”声のボランティア”一筋 視覚障がい者に情報届けて29年 89歳に大臣表彰

2024.02.06
地域注目

丹波市の広報紙を手に、マイクに向かう日原さん=兵庫県丹波市山南町野坂で

29年間にわたり、兵庫県丹波市の広報紙や丹波新聞などを朗読してCDに録音し、同市山南地域の視覚障がい者に情報を届けているとして、山南町の日原恒子さん(89)に厚生労働大臣表彰が贈られた。教職を退職後に始め、張りのある声ではきはきと朗読する“声のボランティア”。1度も活動を休むことなく、行政や地域の情報を必要としている人に届けている。日原さんは「身に余る光栄で、夢にも思っていなかった。先輩の指導、仲間の支えがあって続けられたことで、感謝しかない」と話している。

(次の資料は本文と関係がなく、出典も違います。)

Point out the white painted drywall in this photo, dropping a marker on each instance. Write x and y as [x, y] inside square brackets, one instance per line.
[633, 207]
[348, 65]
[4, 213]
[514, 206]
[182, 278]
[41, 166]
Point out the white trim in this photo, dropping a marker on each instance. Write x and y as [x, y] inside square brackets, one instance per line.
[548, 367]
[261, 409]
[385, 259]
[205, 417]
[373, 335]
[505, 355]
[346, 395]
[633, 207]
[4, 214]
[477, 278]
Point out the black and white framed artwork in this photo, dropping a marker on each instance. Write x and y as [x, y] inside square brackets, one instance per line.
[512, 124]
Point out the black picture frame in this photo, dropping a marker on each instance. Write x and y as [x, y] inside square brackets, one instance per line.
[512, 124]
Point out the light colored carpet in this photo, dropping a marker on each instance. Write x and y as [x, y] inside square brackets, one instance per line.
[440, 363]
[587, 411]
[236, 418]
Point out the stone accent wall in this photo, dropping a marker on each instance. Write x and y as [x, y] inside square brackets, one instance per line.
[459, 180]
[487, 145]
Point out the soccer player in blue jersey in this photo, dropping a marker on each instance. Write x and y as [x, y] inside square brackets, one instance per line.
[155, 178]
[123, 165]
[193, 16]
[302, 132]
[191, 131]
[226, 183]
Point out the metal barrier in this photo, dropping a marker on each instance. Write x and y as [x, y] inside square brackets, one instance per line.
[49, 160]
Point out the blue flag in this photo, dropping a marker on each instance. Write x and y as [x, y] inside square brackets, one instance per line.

1994年から朗読ボランティアグループ「かけはし」(13人)のメンバーとなり、過去には代表を務めた。現在は月1回ほどのペースで、市社会福祉協議会山南支所の相談室でマイクに向かい、CDにダビング。これを4人の視覚障がい者に郵送している。

和歌山県出身。戦災で自宅が焼け、親類を頼って旧氷上郡に移住した。教職の道を歩み、小学校に3年間勤めた後、中学校で英語を教えた。

58歳で退職後、知人に誘われ、同グループで朗読ボランティアを始めた。「社会の役に立ちたい」との思いからだったが、それが生きがいになった。伝わりやすさを身に付けようと、標準語のアクセント辞典を見ながら実践したり、各地の講習に出かけたりした。教員時代に培った大きな声で話すことも生きたという。

文章を単に読むのではなく、別の言葉に言い換えたり、簡単な解説を付けて分かりやすく伝えたりと、工夫を心がけている。情報を届けた視覚障がい者との交流会で感謝を伝えられたり、手紙をもらったりしたことが、活動の励みになっているという。

年齢を理由に何度もやめようと思ったが、「仲間に『いてもらわないと困る』と言われ、続けている。命ある限り、続けたい」と話している。